And really, I guess I'd put my belief as "the mind is the brain (and nervous system)".
posted by These Premises Are Alarmed at 11:53 AM on November 1, 2007


I think the most appealing aspect of the potential to live that long is as LooseFilter said- leaving when you are ready.
posted by zennoshinjou at 11:57 AM on November 1, 2007


The problem isn't living for a thousand years; it's who else would live for a thousand years.

Most people say that wouldn't want to live forever, but I'd rather be bored than dead. If the people important to me are living that long too, awesome.
posted by spaltavian at 12:02 PM on November 1, 2007


Everybody lives forever already. Before you were born, there was no time. After you die, time ends. The period that you are alive: that is all the time that there is.
posted by Meatbomb at 12:06 PM on November 1, 2007 [10 favorites]

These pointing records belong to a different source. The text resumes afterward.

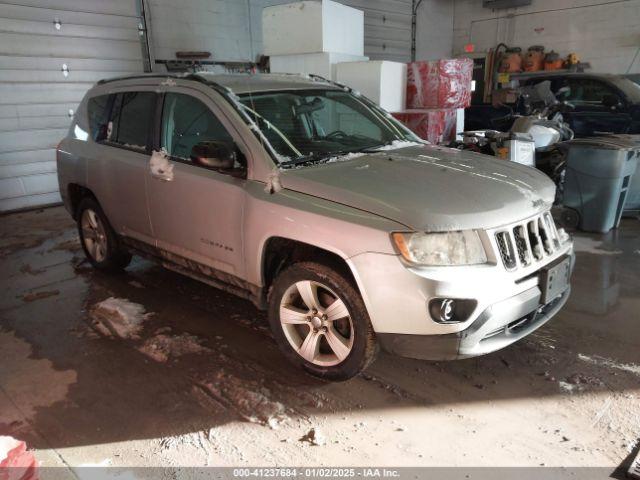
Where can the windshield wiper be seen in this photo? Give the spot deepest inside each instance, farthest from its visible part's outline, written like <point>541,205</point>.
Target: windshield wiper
<point>315,157</point>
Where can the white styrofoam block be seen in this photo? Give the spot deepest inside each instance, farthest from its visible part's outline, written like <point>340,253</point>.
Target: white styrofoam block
<point>323,64</point>
<point>381,81</point>
<point>312,27</point>
<point>459,123</point>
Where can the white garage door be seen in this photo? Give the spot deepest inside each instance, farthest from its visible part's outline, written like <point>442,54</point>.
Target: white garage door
<point>39,41</point>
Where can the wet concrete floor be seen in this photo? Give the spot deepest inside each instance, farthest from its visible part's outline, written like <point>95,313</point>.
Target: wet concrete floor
<point>567,395</point>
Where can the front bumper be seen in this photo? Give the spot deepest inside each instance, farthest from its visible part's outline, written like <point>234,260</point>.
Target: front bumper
<point>509,304</point>
<point>497,327</point>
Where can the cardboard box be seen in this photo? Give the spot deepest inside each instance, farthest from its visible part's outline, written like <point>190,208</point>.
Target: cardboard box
<point>437,125</point>
<point>312,27</point>
<point>323,64</point>
<point>440,83</point>
<point>381,81</point>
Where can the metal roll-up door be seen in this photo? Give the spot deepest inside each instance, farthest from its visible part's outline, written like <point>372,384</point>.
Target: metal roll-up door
<point>51,52</point>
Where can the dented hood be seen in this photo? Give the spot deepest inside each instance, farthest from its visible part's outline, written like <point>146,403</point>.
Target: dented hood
<point>429,188</point>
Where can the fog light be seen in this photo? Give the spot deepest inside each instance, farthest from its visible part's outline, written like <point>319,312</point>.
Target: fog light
<point>449,310</point>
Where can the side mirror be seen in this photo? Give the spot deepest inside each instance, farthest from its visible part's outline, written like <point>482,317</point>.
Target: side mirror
<point>563,93</point>
<point>611,101</point>
<point>214,155</point>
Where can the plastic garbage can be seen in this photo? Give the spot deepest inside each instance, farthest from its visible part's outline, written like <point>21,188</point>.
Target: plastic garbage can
<point>632,204</point>
<point>597,180</point>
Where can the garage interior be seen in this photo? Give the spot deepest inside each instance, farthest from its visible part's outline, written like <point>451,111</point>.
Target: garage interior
<point>203,384</point>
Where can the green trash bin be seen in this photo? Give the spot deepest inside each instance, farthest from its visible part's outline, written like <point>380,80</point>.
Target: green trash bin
<point>632,204</point>
<point>598,175</point>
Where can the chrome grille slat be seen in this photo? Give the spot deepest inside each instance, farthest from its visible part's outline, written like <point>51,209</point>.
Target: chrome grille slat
<point>528,242</point>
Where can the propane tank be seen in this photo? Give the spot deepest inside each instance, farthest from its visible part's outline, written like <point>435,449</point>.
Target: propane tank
<point>511,61</point>
<point>552,61</point>
<point>534,59</point>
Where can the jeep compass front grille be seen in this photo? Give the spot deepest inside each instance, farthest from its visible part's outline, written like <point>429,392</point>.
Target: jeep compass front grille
<point>527,242</point>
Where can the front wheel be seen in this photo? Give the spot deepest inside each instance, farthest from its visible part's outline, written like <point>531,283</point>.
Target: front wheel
<point>99,242</point>
<point>320,322</point>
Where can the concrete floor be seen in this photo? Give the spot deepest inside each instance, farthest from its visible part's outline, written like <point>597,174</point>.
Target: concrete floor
<point>567,395</point>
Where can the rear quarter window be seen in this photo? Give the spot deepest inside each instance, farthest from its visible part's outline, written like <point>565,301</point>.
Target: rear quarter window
<point>98,112</point>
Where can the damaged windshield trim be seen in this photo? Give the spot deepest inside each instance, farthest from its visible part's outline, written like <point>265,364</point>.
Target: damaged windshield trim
<point>234,100</point>
<point>384,117</point>
<point>271,126</point>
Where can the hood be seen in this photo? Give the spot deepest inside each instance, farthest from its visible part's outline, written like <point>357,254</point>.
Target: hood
<point>429,188</point>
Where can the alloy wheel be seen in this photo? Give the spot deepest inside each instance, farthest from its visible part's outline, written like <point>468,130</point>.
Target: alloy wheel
<point>317,323</point>
<point>94,235</point>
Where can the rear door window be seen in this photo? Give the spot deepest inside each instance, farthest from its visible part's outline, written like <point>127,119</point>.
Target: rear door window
<point>186,121</point>
<point>131,120</point>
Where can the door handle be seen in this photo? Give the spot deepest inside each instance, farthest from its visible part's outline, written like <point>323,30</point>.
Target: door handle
<point>161,177</point>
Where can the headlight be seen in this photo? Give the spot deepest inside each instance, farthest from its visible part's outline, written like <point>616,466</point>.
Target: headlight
<point>449,248</point>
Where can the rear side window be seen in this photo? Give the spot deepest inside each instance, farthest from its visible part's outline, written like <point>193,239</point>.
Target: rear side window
<point>588,91</point>
<point>131,119</point>
<point>98,110</point>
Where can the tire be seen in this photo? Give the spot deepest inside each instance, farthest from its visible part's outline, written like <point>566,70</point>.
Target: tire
<point>570,218</point>
<point>310,340</point>
<point>100,243</point>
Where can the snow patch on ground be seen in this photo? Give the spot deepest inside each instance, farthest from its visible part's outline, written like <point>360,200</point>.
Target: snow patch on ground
<point>164,347</point>
<point>159,164</point>
<point>607,362</point>
<point>118,317</point>
<point>251,401</point>
<point>589,245</point>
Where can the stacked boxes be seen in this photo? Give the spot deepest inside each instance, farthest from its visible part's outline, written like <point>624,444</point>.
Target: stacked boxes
<point>437,91</point>
<point>311,37</point>
<point>437,125</point>
<point>381,81</point>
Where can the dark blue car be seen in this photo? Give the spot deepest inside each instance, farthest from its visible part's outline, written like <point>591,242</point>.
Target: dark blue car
<point>602,103</point>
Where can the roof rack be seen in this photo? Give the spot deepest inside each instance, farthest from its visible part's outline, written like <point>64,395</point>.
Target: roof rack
<point>144,75</point>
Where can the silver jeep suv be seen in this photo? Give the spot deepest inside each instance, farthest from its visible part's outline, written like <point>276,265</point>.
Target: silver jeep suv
<point>306,198</point>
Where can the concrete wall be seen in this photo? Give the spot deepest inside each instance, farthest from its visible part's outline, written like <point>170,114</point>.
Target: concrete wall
<point>232,29</point>
<point>434,35</point>
<point>605,33</point>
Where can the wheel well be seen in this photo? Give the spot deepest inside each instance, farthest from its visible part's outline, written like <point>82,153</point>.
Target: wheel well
<point>76,194</point>
<point>279,253</point>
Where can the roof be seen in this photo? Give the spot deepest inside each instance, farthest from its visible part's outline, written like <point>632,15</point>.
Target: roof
<point>239,83</point>
<point>244,82</point>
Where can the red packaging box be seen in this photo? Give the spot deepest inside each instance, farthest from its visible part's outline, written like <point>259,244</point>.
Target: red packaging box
<point>439,83</point>
<point>437,125</point>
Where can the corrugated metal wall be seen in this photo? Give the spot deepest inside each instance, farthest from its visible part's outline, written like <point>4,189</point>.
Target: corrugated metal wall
<point>96,39</point>
<point>232,29</point>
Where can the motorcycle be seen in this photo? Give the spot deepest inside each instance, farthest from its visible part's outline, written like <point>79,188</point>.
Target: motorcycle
<point>532,136</point>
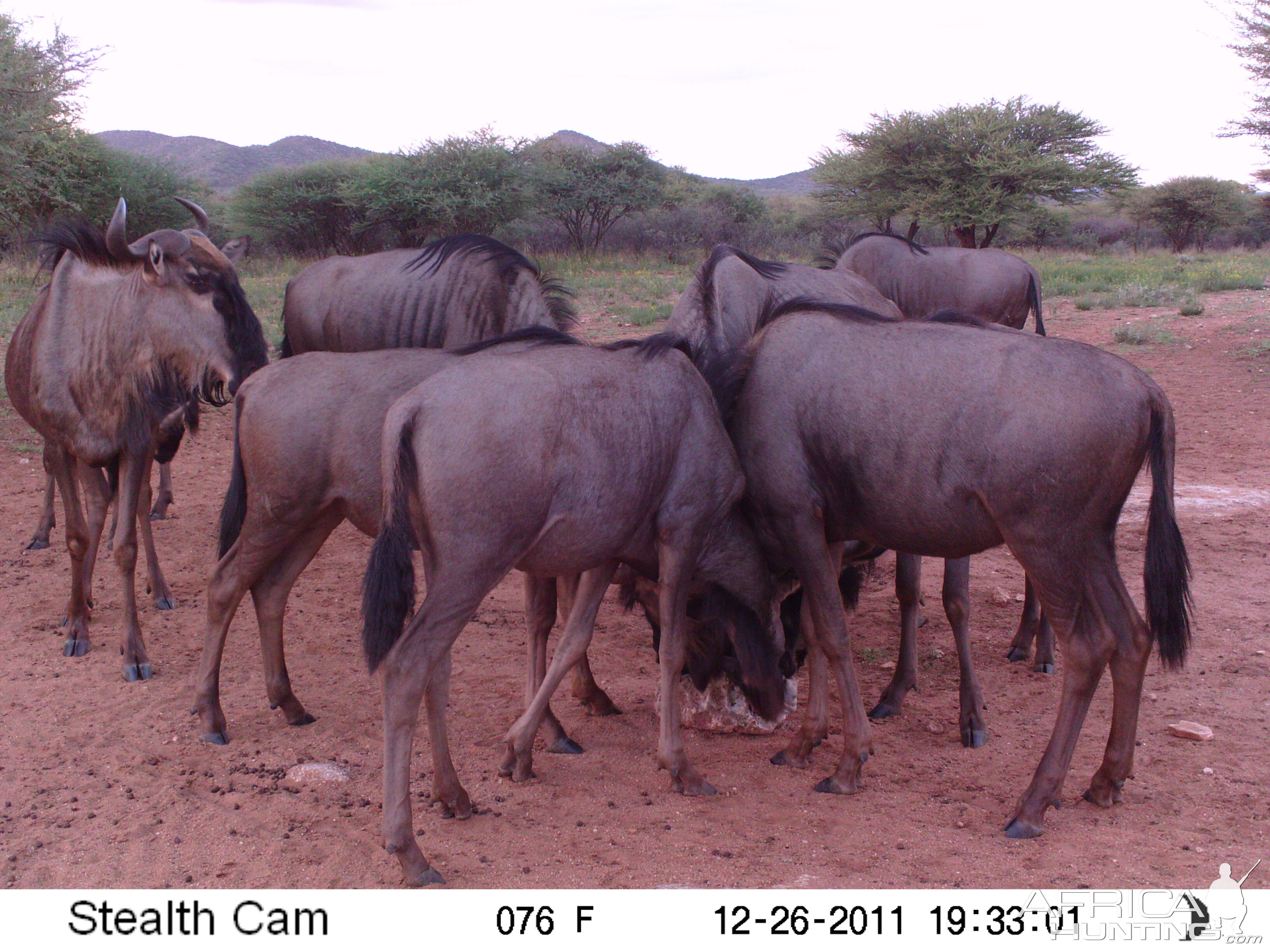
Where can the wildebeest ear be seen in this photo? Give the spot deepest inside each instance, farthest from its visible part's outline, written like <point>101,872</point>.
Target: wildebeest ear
<point>157,266</point>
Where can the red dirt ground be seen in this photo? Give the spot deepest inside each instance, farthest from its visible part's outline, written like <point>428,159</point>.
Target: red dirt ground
<point>106,784</point>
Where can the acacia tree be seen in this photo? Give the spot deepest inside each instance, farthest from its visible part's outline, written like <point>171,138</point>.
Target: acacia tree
<point>588,193</point>
<point>1188,210</point>
<point>970,167</point>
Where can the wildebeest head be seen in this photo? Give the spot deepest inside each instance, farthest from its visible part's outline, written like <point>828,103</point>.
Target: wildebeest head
<point>198,319</point>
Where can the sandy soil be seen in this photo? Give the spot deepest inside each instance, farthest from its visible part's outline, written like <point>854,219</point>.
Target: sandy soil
<point>106,784</point>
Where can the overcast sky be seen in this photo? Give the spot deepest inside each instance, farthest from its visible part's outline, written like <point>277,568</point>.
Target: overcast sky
<point>738,89</point>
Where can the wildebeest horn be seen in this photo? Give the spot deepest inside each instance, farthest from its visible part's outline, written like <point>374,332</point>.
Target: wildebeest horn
<point>117,234</point>
<point>200,215</point>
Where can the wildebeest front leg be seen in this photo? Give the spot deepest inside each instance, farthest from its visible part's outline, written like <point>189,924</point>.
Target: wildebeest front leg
<point>592,586</point>
<point>77,545</point>
<point>47,518</point>
<point>1033,625</point>
<point>155,583</point>
<point>164,499</point>
<point>957,607</point>
<point>816,720</point>
<point>909,592</point>
<point>133,469</point>
<point>675,568</point>
<point>540,615</point>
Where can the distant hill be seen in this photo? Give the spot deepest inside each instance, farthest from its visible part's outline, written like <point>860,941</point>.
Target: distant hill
<point>225,167</point>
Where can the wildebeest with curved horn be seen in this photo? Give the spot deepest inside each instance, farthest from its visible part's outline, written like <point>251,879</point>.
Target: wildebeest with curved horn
<point>840,441</point>
<point>121,340</point>
<point>561,460</point>
<point>453,292</point>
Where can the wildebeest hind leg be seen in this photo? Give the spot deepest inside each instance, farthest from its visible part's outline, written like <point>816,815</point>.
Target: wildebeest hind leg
<point>419,664</point>
<point>592,586</point>
<point>155,583</point>
<point>816,720</point>
<point>270,595</point>
<point>1088,645</point>
<point>540,615</point>
<point>909,592</point>
<point>1128,668</point>
<point>957,607</point>
<point>159,511</point>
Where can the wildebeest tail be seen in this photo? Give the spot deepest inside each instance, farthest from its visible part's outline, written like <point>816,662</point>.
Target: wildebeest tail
<point>388,590</point>
<point>1034,303</point>
<point>1168,568</point>
<point>761,678</point>
<point>234,509</point>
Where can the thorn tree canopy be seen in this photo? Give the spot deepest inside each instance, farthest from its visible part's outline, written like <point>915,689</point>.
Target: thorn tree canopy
<point>970,167</point>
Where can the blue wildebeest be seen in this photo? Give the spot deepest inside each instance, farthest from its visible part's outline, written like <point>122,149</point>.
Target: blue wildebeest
<point>994,286</point>
<point>115,348</point>
<point>581,458</point>
<point>840,441</point>
<point>235,250</point>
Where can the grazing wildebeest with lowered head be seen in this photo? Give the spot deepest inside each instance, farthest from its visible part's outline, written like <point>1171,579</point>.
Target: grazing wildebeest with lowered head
<point>561,460</point>
<point>121,340</point>
<point>840,441</point>
<point>453,292</point>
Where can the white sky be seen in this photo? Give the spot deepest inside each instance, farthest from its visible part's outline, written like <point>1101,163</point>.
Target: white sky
<point>738,89</point>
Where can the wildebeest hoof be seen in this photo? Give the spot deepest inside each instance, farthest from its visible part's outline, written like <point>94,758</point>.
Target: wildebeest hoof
<point>426,878</point>
<point>691,784</point>
<point>77,648</point>
<point>139,672</point>
<point>1020,828</point>
<point>975,738</point>
<point>566,746</point>
<point>832,785</point>
<point>883,710</point>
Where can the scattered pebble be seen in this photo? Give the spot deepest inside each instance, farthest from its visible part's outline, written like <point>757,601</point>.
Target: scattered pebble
<point>317,774</point>
<point>1192,730</point>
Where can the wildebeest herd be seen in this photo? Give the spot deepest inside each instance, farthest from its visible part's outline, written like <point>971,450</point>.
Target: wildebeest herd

"You get what everyone gets, you get a lifetime."
posted by greytape at 12:10 PM on November 1, 2007 [2 favorites]


Even if they never get close to 1000 years or even 500 years, there is still appeal to improving our quality of life past the midway point.

From all accounts, getting old kinda sucks.
posted by dsquid at 12:13 PM on November 1, 2007


TPAA: Wasn't there a Bruce Sterling book where long-lived people ruled they world because they had equity in old companies?

Don't remember, but for a classic SF treatment of medical immortality check out Spinrad's Jack Barron.

Brain-in-a-can has also been covered by many people, H.P. Lovecraft among them.

Also, it seems like Spinrad fans missed out on Burrougs, or my brain is malfunctioning
posted by the number 17 at 12:15 PM on November 1, 2007


A back of the envelope calculation: from this site, risk of accidental death in 1 year in the US is 1 in 1743, or you have a P=1742/1743 chance of not dying in that year. Over 1000 years, your chance of not dying by accident would be P^1000=0.563.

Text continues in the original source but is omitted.